Much has been written about the success or otherwise of funding streams in shaping innovation to be more responsive to societal needs.  Heated debates about 'picking winners' in research and innovation funding, the lack of patient capital and nature of socially responsible investment among many other issues are ongoing.
There is by no means a simple cause and effect equation possible, but increasingly it is being recognised by many that innovation is already skewed by the way funding pathways are chosen, the criteria for success and the questions asked and not asked in relation to funding and that the current mode has not been as successful as desired and many believe that a radical new approach is needed.
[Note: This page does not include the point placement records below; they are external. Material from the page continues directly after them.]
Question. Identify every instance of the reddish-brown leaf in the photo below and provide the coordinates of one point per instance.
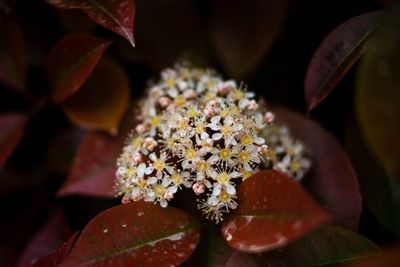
(325, 246)
(71, 61)
(12, 128)
(102, 101)
(336, 55)
(243, 31)
(13, 62)
(390, 258)
(136, 234)
(273, 210)
(93, 170)
(117, 16)
(332, 180)
(49, 237)
(54, 258)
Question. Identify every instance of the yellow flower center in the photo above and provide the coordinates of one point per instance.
(202, 165)
(142, 184)
(238, 95)
(171, 82)
(190, 154)
(246, 140)
(177, 179)
(225, 154)
(224, 197)
(180, 100)
(159, 164)
(192, 112)
(211, 95)
(226, 130)
(294, 166)
(244, 157)
(246, 174)
(223, 178)
(224, 113)
(159, 190)
(155, 121)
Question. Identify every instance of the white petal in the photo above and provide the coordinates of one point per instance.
(163, 203)
(230, 189)
(153, 156)
(152, 180)
(217, 190)
(217, 136)
(141, 170)
(234, 174)
(215, 119)
(259, 141)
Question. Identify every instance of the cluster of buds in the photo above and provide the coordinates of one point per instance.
(196, 131)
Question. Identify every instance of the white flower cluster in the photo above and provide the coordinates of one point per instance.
(196, 131)
(286, 154)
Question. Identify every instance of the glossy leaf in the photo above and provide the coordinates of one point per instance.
(12, 128)
(93, 170)
(71, 61)
(103, 99)
(162, 37)
(380, 191)
(139, 233)
(117, 16)
(49, 237)
(332, 180)
(243, 31)
(13, 59)
(389, 258)
(378, 95)
(337, 53)
(325, 246)
(62, 150)
(273, 210)
(54, 258)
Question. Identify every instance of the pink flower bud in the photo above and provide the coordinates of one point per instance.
(198, 188)
(252, 105)
(164, 101)
(168, 195)
(263, 150)
(141, 128)
(137, 157)
(126, 199)
(269, 117)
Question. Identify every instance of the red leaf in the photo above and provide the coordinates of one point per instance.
(93, 170)
(103, 99)
(13, 62)
(57, 256)
(390, 258)
(243, 31)
(273, 210)
(117, 16)
(71, 62)
(49, 237)
(325, 246)
(332, 181)
(136, 234)
(12, 128)
(337, 53)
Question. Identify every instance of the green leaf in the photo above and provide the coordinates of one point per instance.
(380, 191)
(378, 94)
(326, 246)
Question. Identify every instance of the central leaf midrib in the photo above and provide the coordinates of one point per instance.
(142, 244)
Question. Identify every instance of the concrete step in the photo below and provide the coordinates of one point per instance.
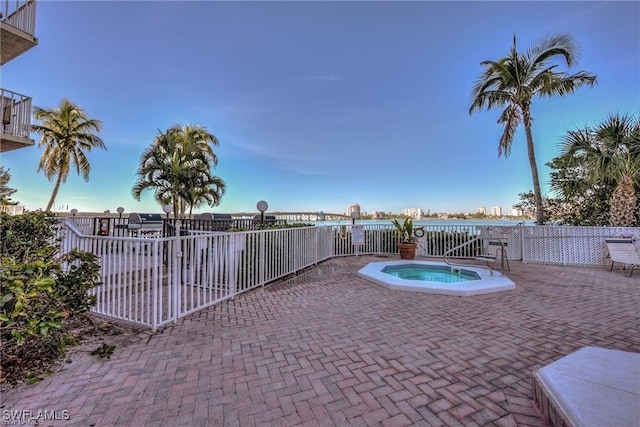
(592, 387)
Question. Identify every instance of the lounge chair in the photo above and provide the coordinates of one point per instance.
(494, 248)
(623, 251)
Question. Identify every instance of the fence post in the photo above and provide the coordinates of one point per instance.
(154, 285)
(177, 271)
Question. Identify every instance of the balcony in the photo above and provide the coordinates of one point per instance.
(15, 110)
(17, 25)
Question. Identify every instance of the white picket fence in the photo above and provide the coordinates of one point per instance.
(155, 281)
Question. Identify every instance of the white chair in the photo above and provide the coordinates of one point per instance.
(494, 248)
(623, 251)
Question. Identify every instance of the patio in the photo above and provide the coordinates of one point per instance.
(329, 348)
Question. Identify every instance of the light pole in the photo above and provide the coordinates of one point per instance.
(262, 207)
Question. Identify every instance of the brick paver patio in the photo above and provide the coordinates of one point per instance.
(328, 348)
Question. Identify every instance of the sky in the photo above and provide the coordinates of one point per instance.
(317, 105)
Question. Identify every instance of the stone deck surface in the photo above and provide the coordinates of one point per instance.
(330, 349)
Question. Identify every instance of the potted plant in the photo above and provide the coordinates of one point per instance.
(407, 243)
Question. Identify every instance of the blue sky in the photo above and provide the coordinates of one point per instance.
(317, 105)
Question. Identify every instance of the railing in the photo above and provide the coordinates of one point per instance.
(155, 281)
(16, 113)
(20, 14)
(565, 245)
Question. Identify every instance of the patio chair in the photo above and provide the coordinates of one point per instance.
(623, 251)
(494, 248)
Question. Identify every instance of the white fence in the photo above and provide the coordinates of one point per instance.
(155, 281)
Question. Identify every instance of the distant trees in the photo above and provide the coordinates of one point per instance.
(5, 191)
(596, 178)
(177, 166)
(599, 170)
(512, 82)
(67, 136)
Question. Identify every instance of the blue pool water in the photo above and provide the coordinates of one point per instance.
(430, 273)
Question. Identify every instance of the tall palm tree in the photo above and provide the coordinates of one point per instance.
(608, 156)
(177, 166)
(67, 136)
(514, 81)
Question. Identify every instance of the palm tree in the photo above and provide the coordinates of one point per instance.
(177, 166)
(67, 135)
(514, 81)
(607, 157)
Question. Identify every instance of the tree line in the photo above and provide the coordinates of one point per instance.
(595, 178)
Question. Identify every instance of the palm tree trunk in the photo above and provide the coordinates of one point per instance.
(55, 193)
(534, 167)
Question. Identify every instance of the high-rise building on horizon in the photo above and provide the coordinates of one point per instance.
(353, 210)
(416, 213)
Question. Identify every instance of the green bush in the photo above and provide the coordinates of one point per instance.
(38, 296)
(22, 237)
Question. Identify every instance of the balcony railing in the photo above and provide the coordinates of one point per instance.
(20, 14)
(16, 114)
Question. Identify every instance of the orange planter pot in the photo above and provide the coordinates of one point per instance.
(407, 250)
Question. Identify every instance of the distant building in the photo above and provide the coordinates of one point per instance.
(413, 212)
(353, 209)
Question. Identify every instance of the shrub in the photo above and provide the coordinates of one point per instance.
(37, 295)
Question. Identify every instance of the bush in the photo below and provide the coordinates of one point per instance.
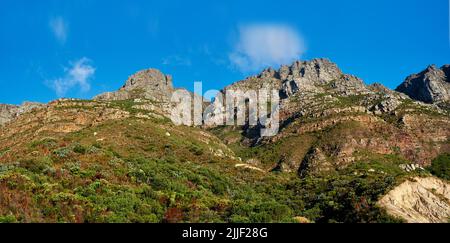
(440, 166)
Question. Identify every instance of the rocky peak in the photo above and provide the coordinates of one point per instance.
(150, 84)
(149, 79)
(430, 86)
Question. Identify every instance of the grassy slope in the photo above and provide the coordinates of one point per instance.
(140, 170)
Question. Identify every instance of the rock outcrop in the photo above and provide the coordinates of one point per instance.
(430, 86)
(421, 200)
(150, 84)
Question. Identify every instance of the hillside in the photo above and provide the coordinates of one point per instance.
(342, 146)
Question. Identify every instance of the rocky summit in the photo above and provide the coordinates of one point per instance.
(150, 84)
(345, 152)
(430, 86)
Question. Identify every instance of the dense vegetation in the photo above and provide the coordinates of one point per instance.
(440, 166)
(160, 178)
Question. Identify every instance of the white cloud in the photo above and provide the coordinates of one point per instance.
(59, 27)
(176, 60)
(263, 45)
(79, 74)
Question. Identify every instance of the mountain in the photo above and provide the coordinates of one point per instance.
(345, 152)
(430, 86)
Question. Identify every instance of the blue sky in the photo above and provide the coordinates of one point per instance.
(79, 48)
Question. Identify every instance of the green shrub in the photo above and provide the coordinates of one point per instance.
(440, 166)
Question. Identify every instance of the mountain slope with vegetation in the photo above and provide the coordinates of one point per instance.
(342, 147)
The UK Research Councils and European Commission funding streams which provide the lion's share of cash for University research have been giving considerable thought to how the process of funding can become more responsive to societal needs and some examples of that thinking are featured below.
Ideas for a changing role for institutional investors and venture capitalists are less advanced. Our past research with investors showed a significant interest in 'doing the right thing' but what that might look like in terms of high tech innovation is still up for debate.  Certainly both parties felt they would be more responsive if only the other was more forthcoming.  
Companies were saying "they have never once asked us for any information other than returns, we would happily give it to them"; while investors felt 'I think they are scared to talk about innovation in some areas because they are worried we will react badly, but it could provide the key to some future values for the company, so we really want to know how these technologies can help them."
Responsible Innovation proposes that funders ask more probing questions and broaden the criteria for funding.  It also asks that that organisations seeking funds are more open about wider benefits and potential risks, and provide good evidence to their funders that they have considered these issues in advance.
"They probably have it under control", explained an investor to us, "but we don't know what they are doing, so can't factor either confidence or risk into our analysis.  This needs to change for the good of both parties."